A intenção do Governo do Estado foi preservar o desenho original e paisagístico dos jardins do Parque resguardando assim seu patrimônio vegetal.
Foram investidos R$157.780 no trabalho que também incluiu o tratamento fitossanitário de 44 palmeiras.
O projeto teve o acompanhamento de técnicos do Parque Nacional da Tijuca e do IPHAN.
- Os jardins do parque são anteriores à mansão. Eles foram desenhados por John Tyndale e datam de 1840. Nesta época ele foi contratado para projetar um jardim nos moldes das quintas europeias.
Algumas palmeiras haviam morrido, outras estavam doentes. Compramos as plantas já adultas em uma fazenda em Minas Gerais e elas foram trazidas em caminhões. Além disso, 44 receberam tratamento.
Remédios foram aplicados para prevenir pragas – explicou a diretora do Parque Lage e da Escola de Artes Visuais localizada no espaço, Claudia Saldanha.
Cerca de R$ 300 mil são gastos anualmente no trabalho de recuperação e manutenção do jardim do Parque Lage. As ações incluem poda, adubo, tratamento de doenças, limpeza, e plantio de mudas.
- Estamos aos poucos recuperando este belo espaço – disse.
Visitantes aprovaram a iniciativa
Estudante da Escola de Artes Visuais do Parque Lage, a grafiteira Julia Viterbo, 23 anos, acha a iniciativa válida.
Ela gosta de passear pelo parque para buscar serenidade em meio à natureza.
- Para nós estudantes e para os turistas é ótimo. Este jardim é muito bonito, o parque atrai turistas e o replantio destas palmeiras vai dar mais visibilidade ao lugar. Adorei a ideia – disse.
Moradora do bairro do Flamengo, Ludmila Azize, de 41 anos, sempre leva a filha de 2 anos, Yasmin a parques na cidade. Ela aprovou a ação de recuperação e preservação.
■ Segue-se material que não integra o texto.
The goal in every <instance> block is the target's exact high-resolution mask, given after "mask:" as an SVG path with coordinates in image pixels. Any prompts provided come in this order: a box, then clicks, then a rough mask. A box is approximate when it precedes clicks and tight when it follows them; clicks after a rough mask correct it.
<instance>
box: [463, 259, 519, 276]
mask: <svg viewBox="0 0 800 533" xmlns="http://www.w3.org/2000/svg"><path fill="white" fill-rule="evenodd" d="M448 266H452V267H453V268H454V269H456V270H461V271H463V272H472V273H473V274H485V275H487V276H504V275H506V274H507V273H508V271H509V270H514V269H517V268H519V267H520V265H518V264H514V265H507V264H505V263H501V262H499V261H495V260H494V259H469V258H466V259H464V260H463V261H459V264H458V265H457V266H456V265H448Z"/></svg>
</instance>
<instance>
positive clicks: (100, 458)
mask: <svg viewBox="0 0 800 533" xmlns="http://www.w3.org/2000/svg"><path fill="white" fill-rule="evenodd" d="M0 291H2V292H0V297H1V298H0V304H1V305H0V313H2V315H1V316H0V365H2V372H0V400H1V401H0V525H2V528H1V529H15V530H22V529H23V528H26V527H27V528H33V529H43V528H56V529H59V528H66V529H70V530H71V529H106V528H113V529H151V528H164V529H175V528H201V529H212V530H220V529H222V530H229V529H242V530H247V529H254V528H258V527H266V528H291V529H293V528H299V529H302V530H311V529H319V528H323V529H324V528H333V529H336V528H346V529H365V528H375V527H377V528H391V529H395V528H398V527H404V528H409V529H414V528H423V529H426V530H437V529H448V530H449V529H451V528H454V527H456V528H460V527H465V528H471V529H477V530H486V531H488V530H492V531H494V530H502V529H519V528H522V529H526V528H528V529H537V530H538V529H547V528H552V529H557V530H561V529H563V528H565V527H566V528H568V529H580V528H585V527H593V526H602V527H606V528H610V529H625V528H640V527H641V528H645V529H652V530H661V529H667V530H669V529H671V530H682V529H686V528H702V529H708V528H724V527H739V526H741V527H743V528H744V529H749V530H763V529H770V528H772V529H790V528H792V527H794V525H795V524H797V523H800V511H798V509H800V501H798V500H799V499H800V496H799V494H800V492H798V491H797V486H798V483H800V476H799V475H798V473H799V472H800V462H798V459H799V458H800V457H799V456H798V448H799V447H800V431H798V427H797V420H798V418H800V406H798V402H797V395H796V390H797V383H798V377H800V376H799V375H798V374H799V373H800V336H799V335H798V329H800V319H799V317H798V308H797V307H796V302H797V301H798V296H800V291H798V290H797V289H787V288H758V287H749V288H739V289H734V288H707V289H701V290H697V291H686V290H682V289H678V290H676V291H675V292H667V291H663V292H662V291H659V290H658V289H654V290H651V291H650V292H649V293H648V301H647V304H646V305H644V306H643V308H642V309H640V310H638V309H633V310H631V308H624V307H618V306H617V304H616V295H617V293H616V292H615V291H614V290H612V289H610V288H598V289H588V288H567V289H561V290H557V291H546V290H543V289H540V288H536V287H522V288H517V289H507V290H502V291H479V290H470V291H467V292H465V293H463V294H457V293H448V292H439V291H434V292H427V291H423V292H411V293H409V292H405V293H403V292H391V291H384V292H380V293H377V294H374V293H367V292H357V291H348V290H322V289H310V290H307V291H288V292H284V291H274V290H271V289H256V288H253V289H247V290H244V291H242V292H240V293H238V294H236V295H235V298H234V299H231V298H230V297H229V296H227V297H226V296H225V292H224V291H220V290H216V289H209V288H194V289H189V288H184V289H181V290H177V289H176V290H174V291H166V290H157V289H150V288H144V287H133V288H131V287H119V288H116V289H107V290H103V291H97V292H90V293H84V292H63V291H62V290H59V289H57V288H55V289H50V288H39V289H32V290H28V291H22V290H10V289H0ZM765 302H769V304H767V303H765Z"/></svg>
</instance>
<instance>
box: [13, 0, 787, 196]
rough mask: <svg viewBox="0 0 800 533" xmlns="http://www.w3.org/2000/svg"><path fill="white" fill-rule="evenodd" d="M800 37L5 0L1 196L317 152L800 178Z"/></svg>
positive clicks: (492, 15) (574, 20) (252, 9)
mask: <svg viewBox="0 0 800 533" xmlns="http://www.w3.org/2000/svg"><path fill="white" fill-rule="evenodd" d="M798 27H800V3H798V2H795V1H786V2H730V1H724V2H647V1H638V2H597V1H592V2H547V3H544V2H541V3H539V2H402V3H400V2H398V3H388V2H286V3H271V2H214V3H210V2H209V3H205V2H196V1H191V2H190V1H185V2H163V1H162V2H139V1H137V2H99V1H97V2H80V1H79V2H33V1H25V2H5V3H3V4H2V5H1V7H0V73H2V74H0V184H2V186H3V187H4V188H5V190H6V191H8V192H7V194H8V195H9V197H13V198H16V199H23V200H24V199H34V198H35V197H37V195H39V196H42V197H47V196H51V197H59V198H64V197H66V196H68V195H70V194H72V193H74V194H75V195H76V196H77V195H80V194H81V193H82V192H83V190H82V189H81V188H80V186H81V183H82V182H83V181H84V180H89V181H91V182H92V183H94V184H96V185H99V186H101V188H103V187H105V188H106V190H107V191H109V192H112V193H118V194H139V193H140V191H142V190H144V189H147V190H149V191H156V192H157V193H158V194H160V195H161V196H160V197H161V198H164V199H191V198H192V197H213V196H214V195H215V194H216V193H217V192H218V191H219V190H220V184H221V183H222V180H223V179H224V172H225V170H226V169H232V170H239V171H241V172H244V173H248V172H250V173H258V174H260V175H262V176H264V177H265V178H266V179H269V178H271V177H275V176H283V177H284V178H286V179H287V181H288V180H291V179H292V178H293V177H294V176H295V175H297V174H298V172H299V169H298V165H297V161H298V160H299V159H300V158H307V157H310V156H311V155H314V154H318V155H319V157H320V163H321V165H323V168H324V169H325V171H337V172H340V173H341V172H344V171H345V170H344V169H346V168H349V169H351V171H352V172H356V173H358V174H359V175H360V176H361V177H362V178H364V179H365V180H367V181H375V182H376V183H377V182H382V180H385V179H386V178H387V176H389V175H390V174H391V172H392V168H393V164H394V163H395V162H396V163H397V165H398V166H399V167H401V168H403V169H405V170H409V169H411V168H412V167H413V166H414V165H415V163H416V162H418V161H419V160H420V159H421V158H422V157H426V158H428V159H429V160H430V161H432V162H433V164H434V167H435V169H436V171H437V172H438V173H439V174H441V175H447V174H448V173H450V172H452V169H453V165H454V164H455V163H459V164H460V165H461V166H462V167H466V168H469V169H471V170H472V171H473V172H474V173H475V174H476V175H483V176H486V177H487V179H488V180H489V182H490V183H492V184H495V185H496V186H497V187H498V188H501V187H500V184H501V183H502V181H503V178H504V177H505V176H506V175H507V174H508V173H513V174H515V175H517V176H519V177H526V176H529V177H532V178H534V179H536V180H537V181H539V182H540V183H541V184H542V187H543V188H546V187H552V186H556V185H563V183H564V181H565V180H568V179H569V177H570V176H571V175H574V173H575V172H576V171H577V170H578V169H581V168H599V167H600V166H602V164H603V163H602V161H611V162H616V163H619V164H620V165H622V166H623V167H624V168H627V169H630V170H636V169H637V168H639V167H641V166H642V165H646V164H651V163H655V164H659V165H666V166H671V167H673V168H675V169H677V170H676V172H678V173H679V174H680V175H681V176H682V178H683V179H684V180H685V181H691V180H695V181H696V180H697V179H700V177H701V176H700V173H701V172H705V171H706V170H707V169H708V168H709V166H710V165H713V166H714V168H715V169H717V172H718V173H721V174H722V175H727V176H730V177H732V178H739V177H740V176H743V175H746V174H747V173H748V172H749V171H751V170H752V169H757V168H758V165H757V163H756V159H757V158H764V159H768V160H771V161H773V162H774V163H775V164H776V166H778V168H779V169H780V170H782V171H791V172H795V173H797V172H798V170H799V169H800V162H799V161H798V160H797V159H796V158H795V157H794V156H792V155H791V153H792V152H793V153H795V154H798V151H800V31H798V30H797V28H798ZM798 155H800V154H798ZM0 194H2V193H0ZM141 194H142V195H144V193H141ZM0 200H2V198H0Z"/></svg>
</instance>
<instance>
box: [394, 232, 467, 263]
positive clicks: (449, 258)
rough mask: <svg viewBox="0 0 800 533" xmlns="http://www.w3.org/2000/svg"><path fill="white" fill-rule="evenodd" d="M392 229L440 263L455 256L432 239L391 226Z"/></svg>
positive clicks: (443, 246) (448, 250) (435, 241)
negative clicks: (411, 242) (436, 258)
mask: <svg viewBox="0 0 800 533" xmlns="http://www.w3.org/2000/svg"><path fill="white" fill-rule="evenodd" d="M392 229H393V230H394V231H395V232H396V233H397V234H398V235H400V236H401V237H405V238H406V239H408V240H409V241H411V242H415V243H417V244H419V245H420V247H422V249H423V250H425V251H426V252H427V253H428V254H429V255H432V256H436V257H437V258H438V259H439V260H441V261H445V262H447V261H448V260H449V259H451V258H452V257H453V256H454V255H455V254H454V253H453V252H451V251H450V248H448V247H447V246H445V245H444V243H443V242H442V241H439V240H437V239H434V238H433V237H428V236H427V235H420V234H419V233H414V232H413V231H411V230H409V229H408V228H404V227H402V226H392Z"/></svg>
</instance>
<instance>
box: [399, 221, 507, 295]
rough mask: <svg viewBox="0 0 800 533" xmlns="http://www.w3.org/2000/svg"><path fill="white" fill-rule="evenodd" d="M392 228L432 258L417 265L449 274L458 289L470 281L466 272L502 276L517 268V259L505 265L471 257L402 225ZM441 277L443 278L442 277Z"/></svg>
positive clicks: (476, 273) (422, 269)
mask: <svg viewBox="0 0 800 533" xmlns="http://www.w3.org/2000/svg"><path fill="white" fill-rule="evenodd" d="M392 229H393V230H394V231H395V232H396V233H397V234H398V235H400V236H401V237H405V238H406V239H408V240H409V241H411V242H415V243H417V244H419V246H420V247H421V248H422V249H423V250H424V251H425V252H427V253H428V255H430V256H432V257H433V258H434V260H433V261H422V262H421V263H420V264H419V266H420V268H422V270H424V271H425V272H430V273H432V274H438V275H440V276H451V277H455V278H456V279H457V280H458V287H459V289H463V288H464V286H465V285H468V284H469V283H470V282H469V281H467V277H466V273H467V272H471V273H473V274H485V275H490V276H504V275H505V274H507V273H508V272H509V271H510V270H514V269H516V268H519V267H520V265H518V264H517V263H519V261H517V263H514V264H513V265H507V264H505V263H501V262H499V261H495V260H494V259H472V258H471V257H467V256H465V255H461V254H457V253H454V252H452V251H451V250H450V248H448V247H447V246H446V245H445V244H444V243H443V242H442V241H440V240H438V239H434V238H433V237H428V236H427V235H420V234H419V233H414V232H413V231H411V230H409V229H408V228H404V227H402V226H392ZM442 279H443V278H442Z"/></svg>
- Precisamos preservamos o que temos, acho que outros parques poderiam fazer o mesmo. Precisamos cuidar do que é nosso.
Resgate de uma história
O Parque Lage já foi um antigo engenho de açúcar na época do Brasil Colonial. Após 1660 passou a pertencer à família Rodrigo de Freitas Mello.
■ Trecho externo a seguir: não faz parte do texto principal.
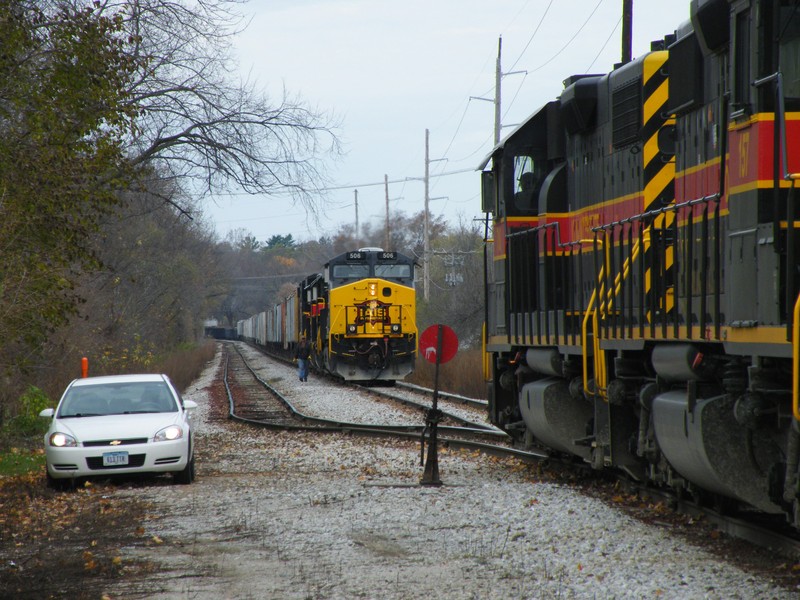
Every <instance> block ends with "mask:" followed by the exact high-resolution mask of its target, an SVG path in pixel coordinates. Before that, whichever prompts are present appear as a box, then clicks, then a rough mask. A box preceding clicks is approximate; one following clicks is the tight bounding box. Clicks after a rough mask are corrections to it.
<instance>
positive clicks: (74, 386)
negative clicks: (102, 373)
mask: <svg viewBox="0 0 800 600" xmlns="http://www.w3.org/2000/svg"><path fill="white" fill-rule="evenodd" d="M166 380H167V377H166V375H160V374H153V373H145V374H138V375H102V376H100V377H84V378H82V379H76V380H74V381H73V382H72V383H71V384H70V387H83V386H87V385H103V384H110V383H111V384H113V383H151V382H163V381H166Z"/></svg>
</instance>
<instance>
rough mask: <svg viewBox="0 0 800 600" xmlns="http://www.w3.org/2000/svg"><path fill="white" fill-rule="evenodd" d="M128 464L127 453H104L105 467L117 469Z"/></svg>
mask: <svg viewBox="0 0 800 600" xmlns="http://www.w3.org/2000/svg"><path fill="white" fill-rule="evenodd" d="M127 464H128V453H127V452H103V466H104V467H115V466H117V465H127Z"/></svg>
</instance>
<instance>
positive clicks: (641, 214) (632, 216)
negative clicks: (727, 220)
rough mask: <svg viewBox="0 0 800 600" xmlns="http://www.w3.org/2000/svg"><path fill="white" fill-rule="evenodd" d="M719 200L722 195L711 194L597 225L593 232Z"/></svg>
mask: <svg viewBox="0 0 800 600" xmlns="http://www.w3.org/2000/svg"><path fill="white" fill-rule="evenodd" d="M719 199H720V193H719V192H716V193H714V194H709V195H708V196H701V197H700V198H695V199H693V200H687V201H685V202H681V203H680V204H668V205H667V206H662V207H661V208H654V209H653V210H648V211H647V212H643V213H640V214H638V215H633V216H631V217H627V218H625V219H620V220H619V221H613V222H611V223H606V224H604V225H597V226H596V227H592V231H594V232H598V231H602V230H604V229H613V228H614V227H619V226H620V225H627V224H629V223H633V222H635V221H642V220H644V219H647V218H649V217H657V216H659V215H663V214H664V213H667V212H672V211H678V210H680V209H681V208H686V207H687V206H695V205H696V204H708V203H709V202H714V201H717V200H719Z"/></svg>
Em meados do século XIX foi comprado por um nobre inglês que, em 1840, contratou o paisagista inglês John Tyndale para projetar um jardim de estilo romântico que continha palmeiras imperiais.
Em 1859, parte da fazenda passou a ser propriedade de Antonio Martins Lage. Na década de 20, a chácara foi administrada pelo empresário Henrique Lage.
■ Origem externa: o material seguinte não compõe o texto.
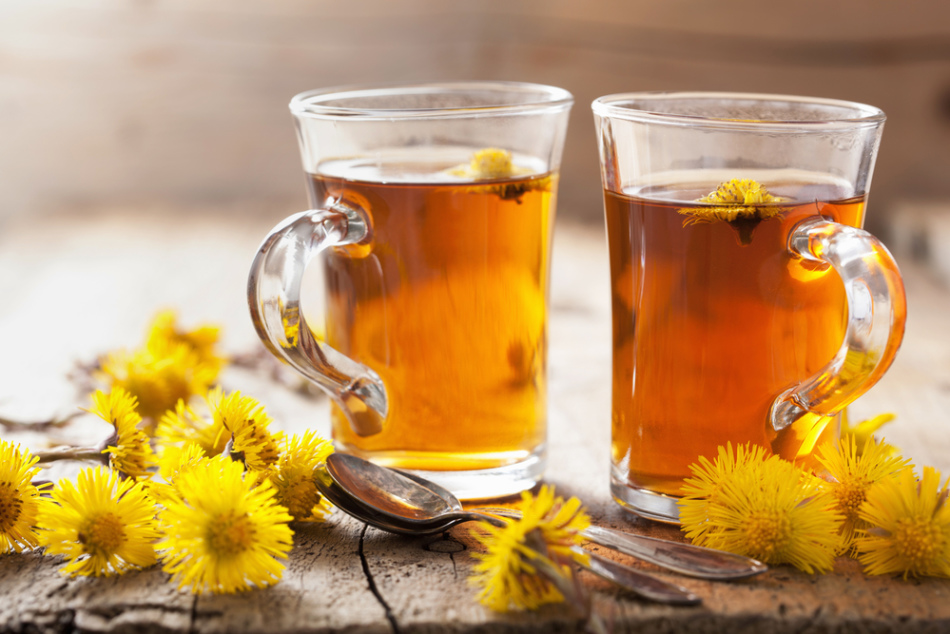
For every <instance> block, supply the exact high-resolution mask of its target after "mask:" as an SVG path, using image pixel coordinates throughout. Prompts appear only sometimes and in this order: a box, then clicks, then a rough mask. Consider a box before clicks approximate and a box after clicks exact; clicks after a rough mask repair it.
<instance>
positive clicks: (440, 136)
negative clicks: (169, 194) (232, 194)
mask: <svg viewBox="0 0 950 634" xmlns="http://www.w3.org/2000/svg"><path fill="white" fill-rule="evenodd" d="M571 105H572V97H571V95H570V94H569V93H568V92H566V91H564V90H562V89H560V88H554V87H549V86H541V85H535V84H525V83H508V82H462V83H432V84H415V85H402V86H381V87H356V88H343V89H330V90H317V91H311V92H306V93H302V94H300V95H297V96H296V97H294V98H293V100H292V101H291V103H290V109H291V112H292V114H293V116H294V119H295V121H296V125H297V133H298V140H299V142H300V152H301V158H302V160H303V167H304V171H305V172H306V173H307V178H308V183H309V189H310V203H311V206H312V209H311V210H308V211H305V212H302V213H299V214H296V215H294V216H291V217H290V218H287V219H286V220H285V221H283V222H282V223H281V224H280V225H278V226H277V227H276V228H275V229H274V230H273V231H272V232H271V233H270V234H269V235H268V236H267V237H266V239H265V240H264V242H263V244H262V246H261V247H260V250H259V252H258V254H257V256H256V258H255V260H254V263H253V266H252V268H251V272H250V276H249V279H248V302H249V305H250V309H251V316H252V319H253V322H254V325H255V327H256V329H257V332H258V334H259V335H260V337H261V339H262V341H263V342H264V343H265V345H266V346H267V347H268V348H269V350H270V351H271V352H272V353H273V354H275V355H276V356H277V357H279V358H280V359H282V360H284V361H286V362H287V363H289V364H290V365H291V366H292V367H294V368H295V369H296V370H297V371H299V372H300V373H301V374H303V375H304V376H305V377H307V378H308V379H309V380H311V381H312V382H313V383H315V384H316V385H318V386H319V387H321V388H322V389H323V390H324V391H325V392H326V393H327V394H328V395H329V396H330V398H331V399H332V401H333V406H332V414H331V416H332V428H333V437H334V441H335V443H336V445H337V447H338V448H339V449H340V450H342V451H346V452H350V453H354V454H357V455H360V456H362V457H364V458H368V459H371V460H373V461H375V462H378V463H380V464H384V465H387V466H393V467H399V468H403V469H408V470H411V471H414V472H417V473H419V474H420V475H422V476H423V477H426V478H429V479H432V480H434V481H436V482H438V483H440V484H442V485H443V486H445V487H446V488H448V489H450V490H451V491H453V492H454V493H456V494H457V495H459V496H460V497H462V498H468V499H477V498H490V497H498V496H502V495H508V494H512V493H516V492H518V491H521V490H525V489H528V488H530V487H531V486H533V485H534V484H535V483H536V482H537V481H538V480H539V479H540V477H541V475H542V473H543V470H544V460H545V442H546V392H545V389H546V375H545V372H546V351H547V341H546V320H547V297H548V286H549V284H548V280H549V274H550V273H549V269H550V251H551V237H552V233H551V232H552V229H553V222H554V213H555V199H556V188H557V179H558V168H559V165H560V159H561V153H562V149H563V144H564V136H565V132H566V128H567V118H568V113H569V110H570V107H571ZM317 254H319V255H320V256H321V260H322V263H323V274H322V275H323V288H324V299H325V307H324V309H325V310H324V312H325V314H324V315H322V316H320V315H317V316H316V317H314V318H312V319H311V321H313V323H314V324H320V322H322V323H323V326H324V327H323V328H320V327H319V326H318V327H317V328H311V327H310V325H308V322H307V319H306V318H305V317H304V314H303V312H302V311H301V306H300V298H301V285H302V279H303V274H304V270H305V269H306V268H307V265H308V263H309V262H310V260H311V259H312V258H313V257H314V256H315V255H317ZM321 317H322V319H321Z"/></svg>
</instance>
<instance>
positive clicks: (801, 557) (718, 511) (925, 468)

Amante das artes, ele casou com a cantora lírica italiana, Gabriela Besanzoni, e construiu a mansão – onde hoje está instalada a Escola de Artes Visuais. A casa é uma réplica de um “palazzo romano”.
Os jardins que cercam a mansão fazem parte do Parque Nacional da Tijuca e compreendem 52 hectares de floresta, com variedade de espécies da Mata Atlântica. Em 2009, o espaço passou a ser administrado pelo Governo do Estado.